Although almost a hundred years old, the building seemed solid and steady, just needing a bit of paint here or there, maybe a call to the oil burner tech if the heat went out – easy! The best part was that I got to spend my work day in the company of fellow artists (which by the way is still the best part for sure). But my sleepy little gig ended abruptly on a Sunday morning in February when I got a call that a pipe had burst in the third floor ladies room sometime during the night and the basement was flooded; the ceiling in the 2nd floor ladies room collapsed. The water had been shut off but the damage was extensive. And so began a repair and renovation project that lasted over a year and required all the skills I had managed to acquire – including calling in outside help. Things are not always as they seem and this old elementary school is no exception! The pipe that burst appeared solid and in good order, the galvanized surface looked much as it did the day it was installed, but inside the cast iron pipe had rusted until it was paper thin and finally burst. And the building has many such pipes.

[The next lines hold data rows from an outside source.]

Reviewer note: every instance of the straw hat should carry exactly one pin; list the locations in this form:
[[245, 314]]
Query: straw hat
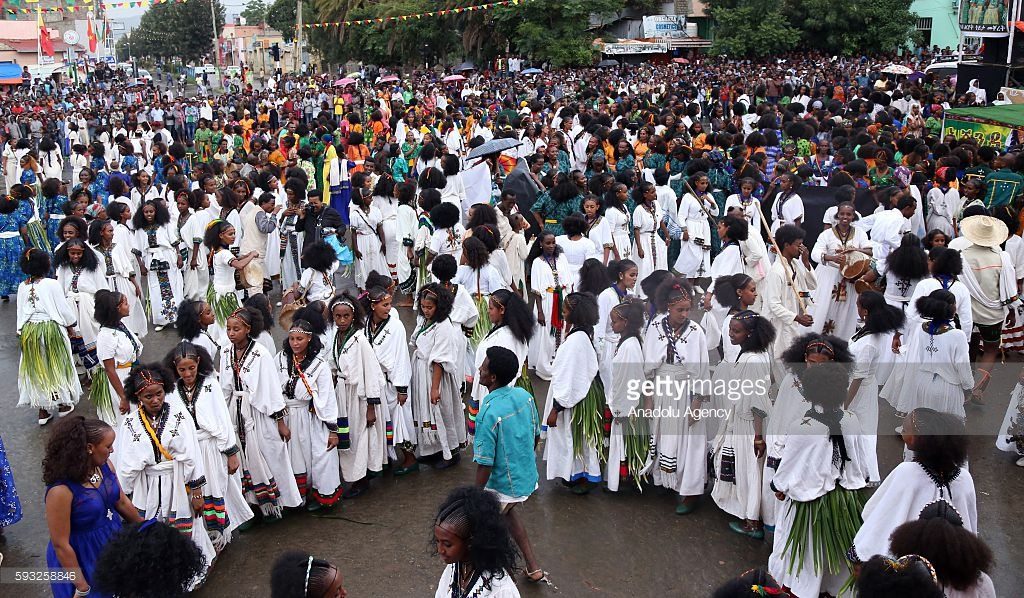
[[984, 230]]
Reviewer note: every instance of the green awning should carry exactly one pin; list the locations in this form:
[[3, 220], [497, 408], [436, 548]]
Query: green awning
[[1011, 114]]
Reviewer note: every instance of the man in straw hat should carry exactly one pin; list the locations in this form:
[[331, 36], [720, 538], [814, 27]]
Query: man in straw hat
[[988, 274]]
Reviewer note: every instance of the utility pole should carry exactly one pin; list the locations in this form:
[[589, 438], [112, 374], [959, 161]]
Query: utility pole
[[298, 38]]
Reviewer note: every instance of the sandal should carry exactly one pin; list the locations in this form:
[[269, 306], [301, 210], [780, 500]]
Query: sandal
[[978, 393], [544, 578]]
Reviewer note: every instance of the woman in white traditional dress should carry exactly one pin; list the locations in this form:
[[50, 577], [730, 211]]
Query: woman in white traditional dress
[[819, 479], [574, 243], [694, 250], [868, 345], [466, 520], [624, 276], [550, 279], [198, 390], [649, 249], [252, 388], [159, 465], [389, 340], [629, 440], [368, 238], [938, 470], [904, 267], [938, 368], [160, 262], [223, 293], [118, 349], [46, 378], [617, 216], [808, 350], [676, 348], [434, 387], [363, 417], [739, 449], [597, 228], [835, 299], [80, 278], [312, 416], [512, 327], [573, 387], [386, 203], [116, 265]]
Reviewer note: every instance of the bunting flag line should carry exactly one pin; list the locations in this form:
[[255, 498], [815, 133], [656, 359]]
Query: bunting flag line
[[404, 17]]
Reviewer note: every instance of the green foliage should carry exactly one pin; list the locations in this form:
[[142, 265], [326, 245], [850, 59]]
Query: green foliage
[[748, 31], [281, 16], [554, 32], [842, 27], [255, 12], [171, 30]]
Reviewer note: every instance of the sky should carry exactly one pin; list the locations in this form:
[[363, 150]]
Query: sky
[[131, 16]]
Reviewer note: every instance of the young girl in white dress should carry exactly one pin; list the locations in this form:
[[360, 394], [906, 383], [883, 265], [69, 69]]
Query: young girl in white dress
[[118, 349], [159, 463], [650, 249], [617, 216], [312, 415], [629, 440], [675, 347], [198, 390], [252, 387], [938, 471], [938, 352], [222, 293], [550, 280], [739, 447], [597, 228], [624, 276], [156, 250], [116, 265], [363, 417], [79, 274], [574, 387], [819, 479], [694, 250], [46, 377], [368, 238], [435, 383], [868, 345], [806, 351], [387, 336], [835, 300]]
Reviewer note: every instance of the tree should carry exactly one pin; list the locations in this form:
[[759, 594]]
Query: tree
[[281, 16], [554, 32], [255, 12], [753, 29], [177, 30]]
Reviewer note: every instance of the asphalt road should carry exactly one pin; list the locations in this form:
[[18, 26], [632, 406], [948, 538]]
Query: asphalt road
[[601, 544]]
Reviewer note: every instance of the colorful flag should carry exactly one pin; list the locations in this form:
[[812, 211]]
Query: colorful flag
[[92, 37], [45, 45]]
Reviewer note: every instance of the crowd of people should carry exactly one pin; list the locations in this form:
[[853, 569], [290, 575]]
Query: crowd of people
[[633, 237]]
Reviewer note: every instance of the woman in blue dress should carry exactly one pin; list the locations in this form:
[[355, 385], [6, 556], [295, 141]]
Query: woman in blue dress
[[10, 506], [13, 238], [85, 505]]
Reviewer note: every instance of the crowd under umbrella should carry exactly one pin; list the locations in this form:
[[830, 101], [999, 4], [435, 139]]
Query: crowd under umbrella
[[494, 146]]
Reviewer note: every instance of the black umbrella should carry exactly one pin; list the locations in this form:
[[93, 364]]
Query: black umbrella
[[494, 146]]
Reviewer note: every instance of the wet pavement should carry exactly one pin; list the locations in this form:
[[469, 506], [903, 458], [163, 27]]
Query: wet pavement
[[600, 544]]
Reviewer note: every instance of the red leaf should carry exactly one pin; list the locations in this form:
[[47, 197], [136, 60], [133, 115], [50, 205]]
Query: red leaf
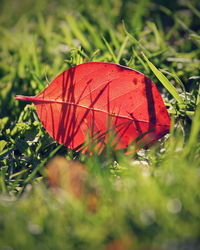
[[98, 97]]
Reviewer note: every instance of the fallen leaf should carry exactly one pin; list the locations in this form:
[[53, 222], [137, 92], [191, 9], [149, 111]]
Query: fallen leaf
[[95, 98]]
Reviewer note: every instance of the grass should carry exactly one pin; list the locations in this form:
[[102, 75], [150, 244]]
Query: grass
[[149, 200]]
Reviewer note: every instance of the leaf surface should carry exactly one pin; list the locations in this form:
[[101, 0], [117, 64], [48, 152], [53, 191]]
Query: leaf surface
[[95, 98]]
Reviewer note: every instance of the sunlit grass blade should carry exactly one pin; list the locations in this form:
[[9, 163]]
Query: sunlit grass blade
[[171, 89]]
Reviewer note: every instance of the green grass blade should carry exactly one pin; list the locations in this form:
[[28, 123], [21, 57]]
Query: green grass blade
[[171, 89]]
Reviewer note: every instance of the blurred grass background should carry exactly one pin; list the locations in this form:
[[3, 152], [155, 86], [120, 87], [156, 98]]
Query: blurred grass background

My second year here the heating system failed. In the middle of winter – again, old metal had failed. One minute you got heat the next minute you got a problem! We managed to make it until spring when we began the involved process of installing a pump system to heat and cool the building and to trash the existing oil fired steam heat system. The new system was not operational until late in December though, and we had to heat the entire building for several weeks using a flotilla of electric space heaters. Several extra-cold nights I slept on the couch in the basement to keep an eye on things. Now in our third season with the heat pump system, I can say it is a great improvement over the old system. AC in the heat of summer sure is sweet!

Soon we will begin a major renovation project to -among other things- super insulate the building, install new windows and a solar array on the roof – all with the goal of attaining net zero energy usage. This building has had quite a life cycle!

The last couple of years have provided me with plenty of opportunity to use a lifetime of construction skills, not only in dealing with crisis situations but also in the construction of new studio spaces including a fully equipped printmaking studio and a photo darkroom.

You could say my cozy little job at Waterfall Arts ended with the flood of 2012 – with the realization that this dear old building that provides this community with a home for the arts was a needy old building that required much attention… but in turn gives back so much. And yes, I still set up tables, fold up chairs…

This post was written by Mike Fletcher, Waterfall Arts Facilities Manager and the coordinator of the life drawing program. Mike is a 1991 graduate of Montserrat College of Art in Beverly, Massachusetts, and later went on to study at the Art Students League where he monitored for the Russian realist painter Leonid Gervits. An active member of the Mid-Coast Maine arts community for over two decades Mike has performed with the Belfast Maskers, exhibited with Art Fellows and taught at Waterfall Arts. Mike’s most recent solo exhibition was at Aaurhus gallery, in 2012.